Here’s Why You’re Making A Huge Mistake When You Deny Screen Time From Your Child As Punishment


When we confiscate our children’s devices from them as punishment, we’re actually doing more harm than good in the long term.

“No more screen time until you behave!”

We’ve probably reprimanded our kids with a similar line before when we noticed them kicking and screaming for more screen time. For some of us, it could have been as recent as this morning. It’s a common line we say to our children when they’re misbehaving. After all, one of the tried-and-tested ways to pacify our children is rewarding them with a little screen time.

But as we continue to navigate the milieu of the parenting world, we need to learn and unlearn some of the habits that we’ve grown so accustomed to – especially with regards to screen time, a foreign concept during our childhoods, but ever so prevalent in our children’s.

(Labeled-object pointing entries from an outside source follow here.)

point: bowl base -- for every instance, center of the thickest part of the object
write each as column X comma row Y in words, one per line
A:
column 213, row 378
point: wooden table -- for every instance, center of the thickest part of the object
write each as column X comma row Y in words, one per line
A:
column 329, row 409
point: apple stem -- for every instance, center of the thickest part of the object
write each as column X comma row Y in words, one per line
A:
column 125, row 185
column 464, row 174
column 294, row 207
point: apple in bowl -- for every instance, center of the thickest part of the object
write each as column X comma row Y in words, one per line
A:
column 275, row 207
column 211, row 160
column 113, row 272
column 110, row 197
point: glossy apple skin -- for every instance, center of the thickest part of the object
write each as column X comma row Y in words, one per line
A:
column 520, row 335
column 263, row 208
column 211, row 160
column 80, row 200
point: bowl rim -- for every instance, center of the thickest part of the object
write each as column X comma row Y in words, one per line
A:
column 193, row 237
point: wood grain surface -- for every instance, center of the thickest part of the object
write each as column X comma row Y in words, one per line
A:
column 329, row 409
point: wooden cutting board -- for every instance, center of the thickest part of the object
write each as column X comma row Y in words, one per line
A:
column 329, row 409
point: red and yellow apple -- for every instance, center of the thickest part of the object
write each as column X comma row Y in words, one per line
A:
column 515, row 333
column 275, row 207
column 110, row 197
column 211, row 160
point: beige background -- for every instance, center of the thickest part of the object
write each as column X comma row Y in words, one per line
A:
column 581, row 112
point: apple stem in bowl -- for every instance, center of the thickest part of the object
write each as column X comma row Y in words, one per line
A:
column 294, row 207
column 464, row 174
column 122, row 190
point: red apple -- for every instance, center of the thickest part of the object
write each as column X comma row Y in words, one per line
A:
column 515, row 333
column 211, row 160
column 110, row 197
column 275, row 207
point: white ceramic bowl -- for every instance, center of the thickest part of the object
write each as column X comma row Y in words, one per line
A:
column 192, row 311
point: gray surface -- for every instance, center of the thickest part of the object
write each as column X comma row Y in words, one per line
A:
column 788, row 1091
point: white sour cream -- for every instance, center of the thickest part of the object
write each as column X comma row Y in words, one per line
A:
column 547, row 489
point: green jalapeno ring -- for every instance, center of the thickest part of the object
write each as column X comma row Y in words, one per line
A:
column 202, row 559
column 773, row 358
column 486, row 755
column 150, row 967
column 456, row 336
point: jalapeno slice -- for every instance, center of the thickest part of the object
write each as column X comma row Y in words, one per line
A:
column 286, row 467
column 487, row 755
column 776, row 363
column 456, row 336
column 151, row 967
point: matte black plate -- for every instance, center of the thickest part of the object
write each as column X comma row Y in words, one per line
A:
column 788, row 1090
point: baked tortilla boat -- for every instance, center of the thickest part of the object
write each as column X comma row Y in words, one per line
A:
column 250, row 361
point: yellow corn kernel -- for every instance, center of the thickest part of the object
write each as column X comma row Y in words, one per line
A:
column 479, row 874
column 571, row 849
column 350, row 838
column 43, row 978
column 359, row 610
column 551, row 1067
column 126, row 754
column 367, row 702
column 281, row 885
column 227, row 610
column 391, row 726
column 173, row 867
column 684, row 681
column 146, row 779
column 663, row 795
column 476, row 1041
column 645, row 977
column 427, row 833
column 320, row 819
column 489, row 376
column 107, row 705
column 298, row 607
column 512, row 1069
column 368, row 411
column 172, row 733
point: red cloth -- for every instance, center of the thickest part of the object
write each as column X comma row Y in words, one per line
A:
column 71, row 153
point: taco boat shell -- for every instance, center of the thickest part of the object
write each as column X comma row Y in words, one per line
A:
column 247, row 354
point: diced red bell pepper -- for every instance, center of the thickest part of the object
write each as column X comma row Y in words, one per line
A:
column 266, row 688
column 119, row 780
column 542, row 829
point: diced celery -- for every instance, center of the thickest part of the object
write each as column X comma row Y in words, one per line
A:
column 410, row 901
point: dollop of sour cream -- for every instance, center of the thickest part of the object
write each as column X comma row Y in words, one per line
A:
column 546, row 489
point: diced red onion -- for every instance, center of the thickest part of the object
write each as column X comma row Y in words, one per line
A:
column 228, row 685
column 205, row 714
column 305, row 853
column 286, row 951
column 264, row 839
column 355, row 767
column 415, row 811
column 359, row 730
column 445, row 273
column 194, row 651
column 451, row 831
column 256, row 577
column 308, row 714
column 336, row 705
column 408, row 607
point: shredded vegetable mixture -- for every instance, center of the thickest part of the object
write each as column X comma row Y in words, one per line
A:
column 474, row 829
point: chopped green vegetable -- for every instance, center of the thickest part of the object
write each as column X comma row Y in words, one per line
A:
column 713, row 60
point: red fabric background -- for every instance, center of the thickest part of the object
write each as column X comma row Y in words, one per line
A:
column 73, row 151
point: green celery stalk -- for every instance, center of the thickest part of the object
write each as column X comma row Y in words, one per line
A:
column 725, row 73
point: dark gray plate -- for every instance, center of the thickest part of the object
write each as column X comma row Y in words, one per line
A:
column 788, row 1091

According to a study done by the University of Guleph, it was found that when parents withdraw screen time as a form of punishment, their children ironically end up spending more time on screens. This is because kids become conditioned to think that screens are a valuable “prize” that they end up craving for it more. It’s like when the dentist told us when we were kids to stop eating candy because it’s bad for our teeth, the more we yearned for candy as a sweet treat.

Similarly, when we choose to punish or reward our children with screen time, we’re over-inflating the value of the screens and making it into a big deal, when it really shouldn’t be.

What can we do to prevent this?

So what happens if your children throw a tantrum or starts to act out because you’ve limited their screen time? Instead of asking them to behave in exchange for more screen time, gently explain to them the reasons behind those screen time limitations. Let them know that you’re worried about the amount of time they’re spending on the screen. In fact, too much screen time has been linked to mental health issues such as anxiety and depression, and can also result in device dependency.

If your child still insists on screen time, consider downloading parental control apps like plano. Plano helps to monitor your child’s device use and reminds your child to take regular breaks from the screens every 30 minutes. As a parent, you can also use the plano app to schedule no-device times. For instance, if your child is not allowed to use his/her phone during dinner time, you can use the plano app to lock his/her device during those hours.

Of course, before you download any form of parental controls in your child’s device, be sure to inform them about it first. This is to ensure a clear line of communication between you and your child, and to avoid any misunderstandings. Kindly let your child know that you’re downloading a parental control app to help keep track of the time he/she is spending on his/her devices. In no way are you trying to infringe on to his/her privacy, but it’s a matter of just making sure he/she isn’t spending an exorbitant amount of time on screens alone. After all, there’s so much more to do than spend entire days staring at a screen.

If you’re wondering how much screen time your child should be afforded, you may follow the World Health Organisation’s (WHO) guidelines on screen time:

  • 0-2 years old: no screen time at all
  • 2-4 years old: 1 hour

Changing habits

The next time you’re tempted to revoke screen time from your child as a form of child, pause. Pause and think about how this might unconsciously cause them to crave for more screen time. Instead, have an honest, calm and open conversation about screen time and help them manage it responsibly.